The principal objective of this PhD topic is to contribute to a systematic development of a mathematically consistent and physically relevant theory of quantum-mechanical concepts involving non-self-adjoint operators. It has become clear in recent years [3] that it is absolutely necessary and actually useful for applications to apply new, unconventional methods like pseudospectra to capture and rigorously describe non-self-adjoint operators in quantum mechanics. The student will apply the new techniques to concrete operators appearing in quasi-Hermitian and PT-symmetric quantum mechanics.

One direction of research will consist of applying the recently proposed robust scheme of WKB construction of pseudomodes [2] to Schrödinger operators with complex potentials. Second, we wish to examine the method of multipliers familiar in partial differential equations [1] for Schrödinger operators constrained to subdomains and manifolds and to the Dirac operator with complex potentials. It would be also useful to develop a numerical code for effective computations of the pseudoeigenvalues and pseudoeigenfunctions.

This PhD topic is a natural continuation of the topic of my current PhD student Radek Novák “Quantum mechanics with non-self-adjoint operators” concerned with spectral and pseudospectral analysis of particular Schrödinger and Fokker-Planck operators.

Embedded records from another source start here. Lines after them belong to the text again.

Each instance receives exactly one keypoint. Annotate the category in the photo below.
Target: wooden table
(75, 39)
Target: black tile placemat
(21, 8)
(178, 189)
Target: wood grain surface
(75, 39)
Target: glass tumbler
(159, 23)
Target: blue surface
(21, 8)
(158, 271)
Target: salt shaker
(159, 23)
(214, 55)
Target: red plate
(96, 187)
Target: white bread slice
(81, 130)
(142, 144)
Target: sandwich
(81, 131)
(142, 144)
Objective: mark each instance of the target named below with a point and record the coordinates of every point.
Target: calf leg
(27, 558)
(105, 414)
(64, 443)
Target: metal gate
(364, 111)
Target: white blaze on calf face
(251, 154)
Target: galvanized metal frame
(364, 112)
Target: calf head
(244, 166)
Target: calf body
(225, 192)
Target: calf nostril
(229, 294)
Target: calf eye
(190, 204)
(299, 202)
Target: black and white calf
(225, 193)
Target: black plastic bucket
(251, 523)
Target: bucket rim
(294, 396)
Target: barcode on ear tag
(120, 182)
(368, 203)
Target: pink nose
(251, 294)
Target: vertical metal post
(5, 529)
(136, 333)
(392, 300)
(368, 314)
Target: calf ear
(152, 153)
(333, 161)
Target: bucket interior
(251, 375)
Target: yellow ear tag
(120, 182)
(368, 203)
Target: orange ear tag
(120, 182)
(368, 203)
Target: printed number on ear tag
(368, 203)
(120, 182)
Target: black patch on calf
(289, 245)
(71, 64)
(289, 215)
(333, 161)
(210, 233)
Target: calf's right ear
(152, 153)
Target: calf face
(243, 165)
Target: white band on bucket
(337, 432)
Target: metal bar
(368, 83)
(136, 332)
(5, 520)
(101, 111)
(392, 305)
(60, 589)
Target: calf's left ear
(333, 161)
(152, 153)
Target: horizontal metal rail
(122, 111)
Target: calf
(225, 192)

In the present follow-up, we intend to go further and extend the methods developed in the previous thesis to larger and new classes of operators (notably to those appearing in relativistic quantum mechanics) and to apply the modern techniques mentioned above.

This PhD topic is a part of the research project “Quantum mechanics with non-selfadjoint operators: transition from spectra to pseudospectra” supported by the Czech Science Foundation.